Esperando, dentro do nosso carro estacionado, a hora de entrar numa igreja  que descobri, finalmente, oferecer a cerimonia da missa em Latin, eu e meu marido aproveitávamos para acabar um baseado que tínhamos conosco. Devo aqui dizer, que embora eu não assine em baixo de todo o dogma católico, o fato de ter frequentado uma escola de freiras, quando tinha seis anos de idade, e frequentemente ouvido a celebração da missa em Latin, me sinto, quando dela participo, recuperando a essência daquele passado, no nirvana Proustiano da atemporalidade da memória; a própria dimensão de eternidade do que vivi.

Tínhamos alguns minutos, e maravilhosamente liberta  da cronologia do tempo, por aqueles tragos, que me desacorrentavam do compromisso de submeter minhas açōes e pensamentos a objetivos práticos, sempre adiante do momento presente,  desprendi-me, por alguns momentos, da finalidade de sair do carro dali a pouco, e deixei meu pensamento inteiramente livre.

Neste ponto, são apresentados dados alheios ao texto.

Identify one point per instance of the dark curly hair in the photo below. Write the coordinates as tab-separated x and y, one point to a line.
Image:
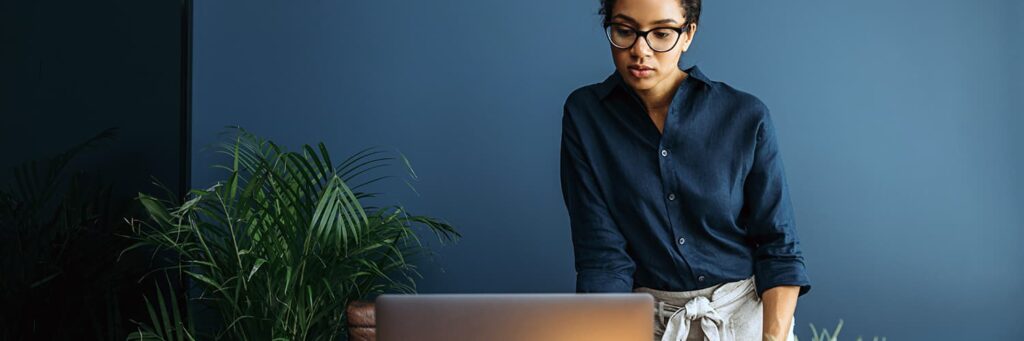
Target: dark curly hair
690	7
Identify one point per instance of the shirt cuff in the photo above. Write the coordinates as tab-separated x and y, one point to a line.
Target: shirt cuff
603	282
770	273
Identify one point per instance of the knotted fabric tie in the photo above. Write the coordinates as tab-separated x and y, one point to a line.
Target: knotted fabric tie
701	309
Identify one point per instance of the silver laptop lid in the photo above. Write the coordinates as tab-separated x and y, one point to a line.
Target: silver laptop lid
623	316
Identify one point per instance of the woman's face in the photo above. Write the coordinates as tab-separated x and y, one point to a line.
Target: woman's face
640	67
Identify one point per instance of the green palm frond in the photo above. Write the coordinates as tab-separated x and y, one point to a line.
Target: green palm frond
283	244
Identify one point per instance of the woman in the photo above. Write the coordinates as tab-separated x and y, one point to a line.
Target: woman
675	186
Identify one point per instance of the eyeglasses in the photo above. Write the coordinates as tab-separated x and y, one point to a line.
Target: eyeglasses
658	39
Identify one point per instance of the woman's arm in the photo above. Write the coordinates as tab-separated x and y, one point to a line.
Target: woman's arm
779	304
778	267
601	261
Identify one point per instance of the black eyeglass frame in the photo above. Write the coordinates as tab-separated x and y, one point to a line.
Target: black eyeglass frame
679	32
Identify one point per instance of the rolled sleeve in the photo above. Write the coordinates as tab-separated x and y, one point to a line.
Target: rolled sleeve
602	263
769	217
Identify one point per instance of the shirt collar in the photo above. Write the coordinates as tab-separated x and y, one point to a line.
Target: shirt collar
615	80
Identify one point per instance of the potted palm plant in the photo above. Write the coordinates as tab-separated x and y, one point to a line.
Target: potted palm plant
280	247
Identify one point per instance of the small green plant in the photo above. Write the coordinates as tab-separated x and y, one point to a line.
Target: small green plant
59	226
281	246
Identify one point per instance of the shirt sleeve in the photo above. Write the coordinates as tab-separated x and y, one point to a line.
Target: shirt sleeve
602	263
769	216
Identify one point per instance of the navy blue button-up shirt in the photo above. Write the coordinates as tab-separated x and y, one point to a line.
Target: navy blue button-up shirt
702	203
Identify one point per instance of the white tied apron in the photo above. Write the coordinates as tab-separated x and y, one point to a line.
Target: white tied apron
723	312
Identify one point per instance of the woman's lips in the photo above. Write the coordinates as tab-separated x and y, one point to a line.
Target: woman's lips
641	72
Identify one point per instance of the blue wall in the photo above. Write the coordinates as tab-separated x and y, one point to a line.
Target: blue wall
897	123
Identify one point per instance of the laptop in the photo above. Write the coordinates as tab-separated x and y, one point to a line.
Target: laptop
619	316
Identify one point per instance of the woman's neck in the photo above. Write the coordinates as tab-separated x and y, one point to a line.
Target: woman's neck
658	97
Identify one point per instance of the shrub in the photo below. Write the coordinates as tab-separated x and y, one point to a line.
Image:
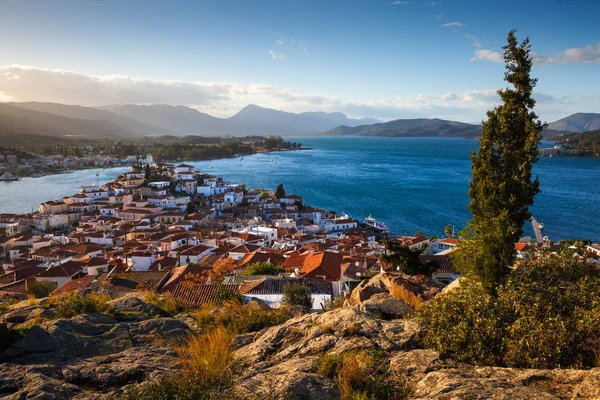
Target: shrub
297	295
238	317
76	302
41	289
546	315
358	374
208	372
261	268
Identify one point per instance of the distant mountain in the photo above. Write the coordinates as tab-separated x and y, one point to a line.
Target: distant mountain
20	121
251	119
421	127
579	122
179	120
80	112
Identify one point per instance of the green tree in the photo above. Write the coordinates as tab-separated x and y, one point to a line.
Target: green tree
502	189
280	191
261	268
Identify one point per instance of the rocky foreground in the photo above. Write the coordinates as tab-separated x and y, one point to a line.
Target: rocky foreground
94	356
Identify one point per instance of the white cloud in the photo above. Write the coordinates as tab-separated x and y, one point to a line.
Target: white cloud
493	56
588	55
276	55
224	99
452	25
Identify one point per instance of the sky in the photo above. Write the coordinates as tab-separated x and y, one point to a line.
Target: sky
381	59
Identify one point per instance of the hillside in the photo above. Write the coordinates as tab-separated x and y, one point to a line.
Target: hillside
421	127
578	122
251	119
20	121
80	112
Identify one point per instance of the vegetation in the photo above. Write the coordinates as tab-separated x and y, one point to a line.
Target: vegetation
546	315
297	295
77	302
358	374
41	289
502	189
237	317
261	268
280	191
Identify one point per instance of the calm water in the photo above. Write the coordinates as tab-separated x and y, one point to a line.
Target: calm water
409	183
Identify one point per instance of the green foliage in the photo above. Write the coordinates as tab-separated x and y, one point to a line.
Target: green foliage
261	268
405	259
358	374
546	315
41	289
239	318
76	302
280	191
297	295
502	189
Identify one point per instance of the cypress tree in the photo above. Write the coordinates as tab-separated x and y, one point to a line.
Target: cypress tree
502	189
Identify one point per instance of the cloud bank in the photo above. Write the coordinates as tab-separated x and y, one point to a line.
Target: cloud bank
24	83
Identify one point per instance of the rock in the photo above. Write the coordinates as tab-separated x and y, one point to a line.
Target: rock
168	329
385	306
38	386
82	336
498	383
335	331
132	304
292	379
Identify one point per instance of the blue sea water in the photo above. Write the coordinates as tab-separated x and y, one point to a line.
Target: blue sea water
410	184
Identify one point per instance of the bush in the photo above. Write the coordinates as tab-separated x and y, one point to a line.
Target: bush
547	315
239	318
261	268
208	372
358	375
297	295
41	289
76	302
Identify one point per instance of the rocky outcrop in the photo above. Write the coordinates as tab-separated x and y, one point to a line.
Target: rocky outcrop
392	296
89	356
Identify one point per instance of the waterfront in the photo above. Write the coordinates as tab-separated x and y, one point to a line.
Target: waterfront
409	183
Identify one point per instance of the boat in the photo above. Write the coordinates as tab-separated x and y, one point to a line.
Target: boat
372	222
7	176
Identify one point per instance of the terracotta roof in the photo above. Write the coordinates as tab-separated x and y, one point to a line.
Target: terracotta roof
275	286
75	284
193	296
322	265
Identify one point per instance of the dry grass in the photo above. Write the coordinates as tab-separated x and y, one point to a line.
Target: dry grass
209	357
407	296
76	302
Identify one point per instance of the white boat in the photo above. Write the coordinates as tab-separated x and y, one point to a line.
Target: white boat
7	176
376	224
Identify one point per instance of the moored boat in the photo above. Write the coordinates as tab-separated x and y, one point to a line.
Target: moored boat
7	176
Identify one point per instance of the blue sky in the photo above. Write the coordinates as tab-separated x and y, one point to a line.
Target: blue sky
384	59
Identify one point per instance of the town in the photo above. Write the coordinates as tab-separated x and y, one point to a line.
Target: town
161	224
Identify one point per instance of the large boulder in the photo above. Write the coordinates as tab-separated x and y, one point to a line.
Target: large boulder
335	331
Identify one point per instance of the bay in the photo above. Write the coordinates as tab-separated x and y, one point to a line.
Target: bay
410	184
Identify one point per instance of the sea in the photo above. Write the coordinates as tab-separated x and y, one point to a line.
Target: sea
410	184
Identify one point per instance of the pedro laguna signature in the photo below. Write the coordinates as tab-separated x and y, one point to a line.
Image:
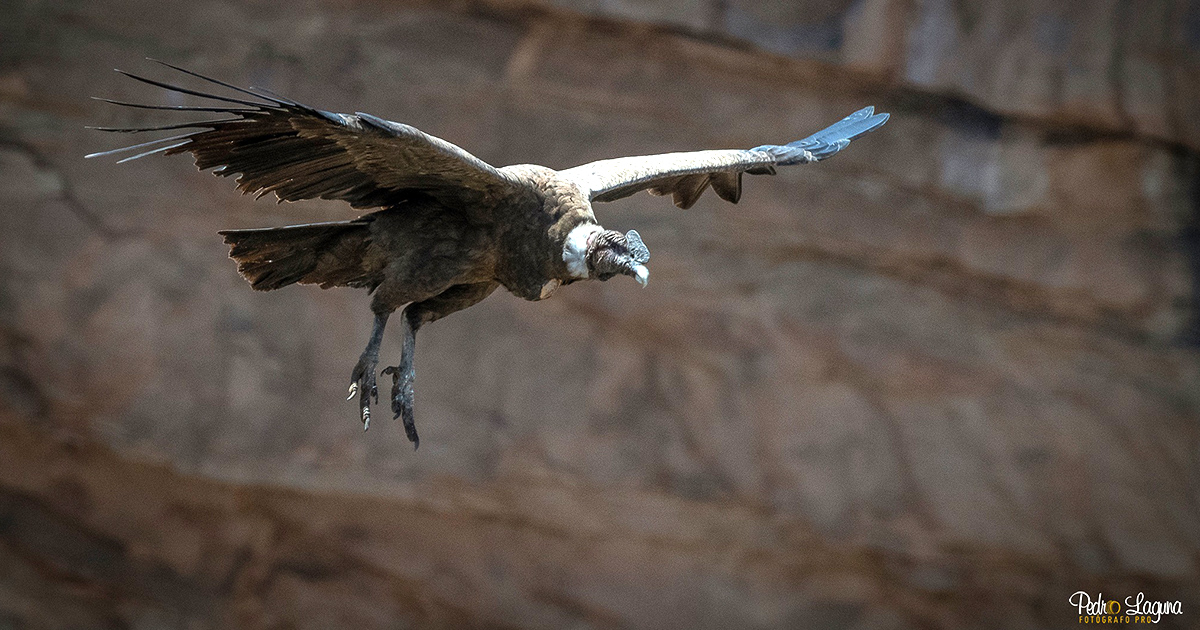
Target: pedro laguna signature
444	228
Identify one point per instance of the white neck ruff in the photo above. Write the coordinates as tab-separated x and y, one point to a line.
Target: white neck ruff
575	250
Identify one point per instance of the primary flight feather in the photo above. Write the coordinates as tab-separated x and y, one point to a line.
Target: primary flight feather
447	228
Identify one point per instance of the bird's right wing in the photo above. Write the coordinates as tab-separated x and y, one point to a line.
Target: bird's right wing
687	175
300	153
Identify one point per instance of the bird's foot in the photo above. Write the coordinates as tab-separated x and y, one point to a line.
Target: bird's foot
402	400
363	383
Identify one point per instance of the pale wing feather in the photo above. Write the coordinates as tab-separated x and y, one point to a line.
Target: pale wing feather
685	175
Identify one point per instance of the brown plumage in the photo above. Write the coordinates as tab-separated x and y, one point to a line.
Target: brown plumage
448	228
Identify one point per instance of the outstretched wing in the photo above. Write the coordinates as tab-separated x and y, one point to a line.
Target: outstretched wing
687	175
300	153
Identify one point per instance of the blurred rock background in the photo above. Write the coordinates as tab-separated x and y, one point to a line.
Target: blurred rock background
943	381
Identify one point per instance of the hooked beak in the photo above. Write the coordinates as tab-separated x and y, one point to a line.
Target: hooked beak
612	252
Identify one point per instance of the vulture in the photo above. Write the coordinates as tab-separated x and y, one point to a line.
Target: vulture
442	228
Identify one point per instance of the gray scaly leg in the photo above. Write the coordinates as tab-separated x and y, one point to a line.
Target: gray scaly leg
363	378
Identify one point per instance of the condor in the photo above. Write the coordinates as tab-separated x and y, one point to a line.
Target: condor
445	228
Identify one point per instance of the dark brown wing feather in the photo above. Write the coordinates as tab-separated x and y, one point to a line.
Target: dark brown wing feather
300	153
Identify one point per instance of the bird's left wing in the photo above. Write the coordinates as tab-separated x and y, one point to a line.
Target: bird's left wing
687	175
301	153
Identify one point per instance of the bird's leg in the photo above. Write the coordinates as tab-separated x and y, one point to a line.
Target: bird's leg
415	316
403	375
363	378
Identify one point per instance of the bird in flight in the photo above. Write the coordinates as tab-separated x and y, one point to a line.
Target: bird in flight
444	228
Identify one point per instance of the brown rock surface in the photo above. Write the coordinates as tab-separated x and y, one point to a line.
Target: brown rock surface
942	381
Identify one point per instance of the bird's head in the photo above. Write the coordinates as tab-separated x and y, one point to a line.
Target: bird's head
610	253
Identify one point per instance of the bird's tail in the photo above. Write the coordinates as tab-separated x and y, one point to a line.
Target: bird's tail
330	255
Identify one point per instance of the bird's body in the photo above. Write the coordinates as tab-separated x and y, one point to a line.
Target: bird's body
448	228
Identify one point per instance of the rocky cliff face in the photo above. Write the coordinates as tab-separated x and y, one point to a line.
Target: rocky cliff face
942	381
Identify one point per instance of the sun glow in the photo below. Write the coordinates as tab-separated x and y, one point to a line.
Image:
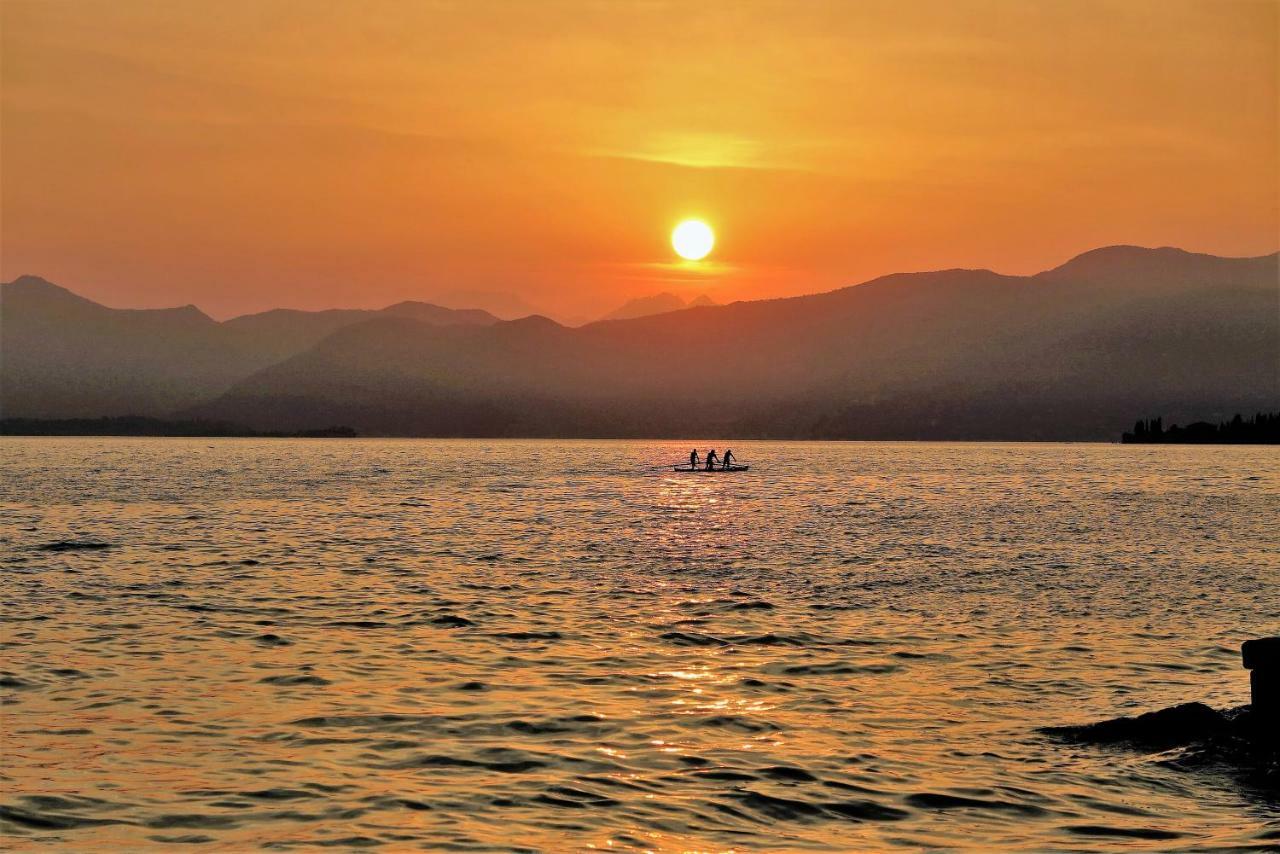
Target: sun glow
693	240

Lembrei-me então, de Mateus, o menino cuja mãe, la da Amazonia, humildemente me perguntou se eu poderia pagar pra ele um telephone cellular, de Natal.     Quando fomos `a floresta, Mateus, que so tem dez anos, se esmerou subindo nas `arvores mais altas e colhendo para nós frutas deliciosas, que nunca havíamos visto. Estava prestes a começar suas aulas na escola, e inteligente do jeito que é, ja se preparava, com afinco. Não pensei duas vezes, em lhe comprar um cellular que fosse razoável, para um menino. Não me ocorreu que Mateus, com aquele desejo, ja tinha “queimado”, la dos confins da floresta, todas as etapas que, até pouco tempo, foram degraus nos sonhos de qualquer menino : desejar trenzinho elétrico, por exemplo, ou carrinhos de brinquedo, ou boa bola de futibol, ou até mesmo bons cadernos para desenhar, com variada seleção de lápis de cor. Sem nunca ter tido nada disso, Mateus, tão ágil e instintivo, tão “cobra”, na floresta, só queria saber do cellular. Alertei sua mãe, sobre as perguntas de meu marido: “ e se o menino parar de subir em árvores? E se parar de se esforçar na escola,  por passar tão drasticamente do isolamento na natureza, ao acesso a “the world wide web”, o w.w.w.  que nos é tão familiar e imediato, quanto, na sua exigência de um pensamento exato, mecânico e objetivo, mesmo na diversão que oferece através de jogos e apps, é tão facilmente inimigo da contemplação, da imaginação, e até mesmo da reflexão?

A mãe de Mateus me compreendeu e  agradeceu, pelo conselho que dei a ela, de so deixa-lo usar o “device” como recompensa, depois de fazer seus deveres escolares.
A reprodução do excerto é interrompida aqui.